Halakhah sur Bava Batra 10:1
גֵּט פָּשׁוּט, עֵדָיו מִתּוֹכוֹ. וּמְקֻשָּׁר, עֵדָיו מֵאֲחוֹרָיו. פָּשׁוּט שֶׁכָּתְבוּ עֵדָיו מֵאֲחוֹרָיו וּמְקֻשָּׁר שֶׁכָּתְבוּ עֵדָיו מִתּוֹכוֹ, שְׁנֵיהֶם פְּסוּלִים. רַבִּי חֲנִינָא בֶן גַּמְלִיאֵל אוֹמֵר, מְקֻשָּׁר שֶׁכָּתְבוּ עֵדָיו מִתּוֹכוֹ, כָּשֵׁר, מִפְּנֵי שֶׁיָּכוֹל לַעֲשׂוֹתוֹ פָשׁוּט. רַבָּן שִׁמְעוֹן בֶּן גַּמְלִיאֵל אוֹמֵר, הַכֹּל כְּמִנְהַג הַמְּדִינָה:
Un simple get (facture, acte, etc.) [comme le nôtre, qui n'est ni cousu ni plié] —ses témoins (signe) à l'intérieur [comme nous le faisons]. Et un get plié—(ses témoins signent) à l'extérieur. [Il écrit une ou deux lignes et le plie sur la surface (intérieure) et coud, et un témoin signe sur le pli extérieur.

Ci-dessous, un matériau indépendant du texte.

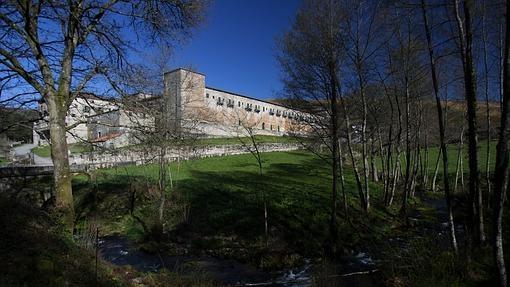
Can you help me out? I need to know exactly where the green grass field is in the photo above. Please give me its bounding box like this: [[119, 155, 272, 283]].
[[74, 152, 387, 264]]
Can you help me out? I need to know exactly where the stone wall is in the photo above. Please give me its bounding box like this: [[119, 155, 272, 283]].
[[69, 143, 302, 169]]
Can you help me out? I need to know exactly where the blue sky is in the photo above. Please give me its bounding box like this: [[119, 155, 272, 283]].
[[170, 0, 300, 99]]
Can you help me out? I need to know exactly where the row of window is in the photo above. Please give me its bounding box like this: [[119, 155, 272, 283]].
[[239, 120, 280, 131], [205, 93, 303, 120]]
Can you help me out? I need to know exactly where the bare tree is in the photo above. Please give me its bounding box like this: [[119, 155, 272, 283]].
[[278, 0, 343, 253], [421, 0, 462, 252], [492, 1, 510, 287], [0, 0, 204, 232], [453, 0, 485, 243]]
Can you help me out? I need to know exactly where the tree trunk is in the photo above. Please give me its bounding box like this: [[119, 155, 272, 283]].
[[46, 94, 74, 234], [340, 97, 367, 213], [329, 62, 339, 250], [338, 140, 349, 220], [454, 0, 485, 243], [370, 138, 379, 182], [430, 148, 443, 192], [482, 5, 491, 208], [421, 0, 458, 252], [453, 127, 464, 192], [400, 76, 411, 217]]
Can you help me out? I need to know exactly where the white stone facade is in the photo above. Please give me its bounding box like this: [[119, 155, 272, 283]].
[[34, 69, 310, 147]]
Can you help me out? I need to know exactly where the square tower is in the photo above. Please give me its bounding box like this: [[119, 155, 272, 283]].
[[161, 68, 205, 134]]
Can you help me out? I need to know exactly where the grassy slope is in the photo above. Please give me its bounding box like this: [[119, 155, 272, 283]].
[[32, 143, 91, 157], [0, 197, 123, 286]]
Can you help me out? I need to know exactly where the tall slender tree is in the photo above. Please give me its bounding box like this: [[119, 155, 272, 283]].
[[0, 0, 204, 232]]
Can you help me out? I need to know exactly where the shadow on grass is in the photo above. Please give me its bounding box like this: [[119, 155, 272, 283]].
[[0, 197, 119, 286]]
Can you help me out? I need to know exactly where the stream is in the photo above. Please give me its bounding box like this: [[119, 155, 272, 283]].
[[99, 199, 456, 287]]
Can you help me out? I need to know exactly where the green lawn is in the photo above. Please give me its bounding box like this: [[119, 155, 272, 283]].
[[377, 140, 497, 174], [191, 135, 303, 145], [32, 143, 92, 157], [74, 152, 387, 266]]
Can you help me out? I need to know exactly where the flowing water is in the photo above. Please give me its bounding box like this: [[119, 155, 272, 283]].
[[99, 236, 378, 287]]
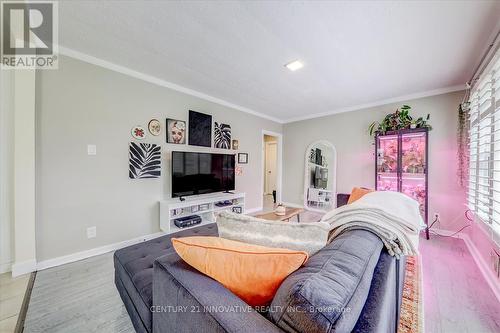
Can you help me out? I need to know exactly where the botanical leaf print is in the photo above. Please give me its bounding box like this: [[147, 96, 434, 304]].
[[128, 142, 161, 179], [214, 122, 231, 149]]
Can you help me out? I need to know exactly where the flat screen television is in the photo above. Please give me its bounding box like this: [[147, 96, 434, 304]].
[[172, 151, 235, 198]]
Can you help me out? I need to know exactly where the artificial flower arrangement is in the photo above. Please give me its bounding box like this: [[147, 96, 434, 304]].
[[368, 105, 432, 136]]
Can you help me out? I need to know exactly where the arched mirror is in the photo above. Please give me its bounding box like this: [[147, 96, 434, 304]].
[[304, 140, 337, 212]]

Et il écrit encore deux lignes ou plus à l'intérieur et les plie sur la surface, et un deuxième témoin signe sur le pli à l'extérieur, et ainsi, un troisième témoin. Les rabbins ont institué un get plié en raison de «Cohanim furieux», qui pourrait écrire un divorce précipitamment à leurs femmes et le regretter et ne pas être autorisé à les reprendre. Un «get plié» a été institué pour eux, afin que, ne pouvant pas l'écrire rapidement, ils puissent se calmer dans le processus. Et tout comme "un get plié" a été institué pour un projet de loi de divorce, il a été institué pour d'autres factures, les sages ne faisant pas de différence à cet égard.] Un get simple, dont les témoins ont signé à l'extérieur, et un get plié, dont témoins signés à l'intérieur—les deux sont pasul (invalides), [n'ayant pas été préparés conformément à l'ordonnance rabbinique.] R. Chanina b. Gamliel dit: Un get plié dont les témoins ont été signés à l'intérieur est kasher parce qu'il peut être rendu clair. [c'est-à-dire, si la couture est défaite et que le get est ouvert, il devient "simple".] R. Shimon b. Gamliel dit: Tout est conforme à la coutume du pays. [La différence (pratique) entre le premier tanna et R. Shimon b. Gamliel obtient dans un endroit où l'on utilise à la fois un get simple et un get plié, où l'un dit: "Fais-moi un get plié", et l'autre en fait un simple, ou vice versa. Le premier tanna soutient qu'il est particulier (que seul le type qu'il a spécifié doit être utilisé) et qu'il (l'autre type) est pasul, et R. Shimon b. Gamliel soutient que, puisque la coutume de la terre est d'utiliser les deux, il n'est pas particulier.]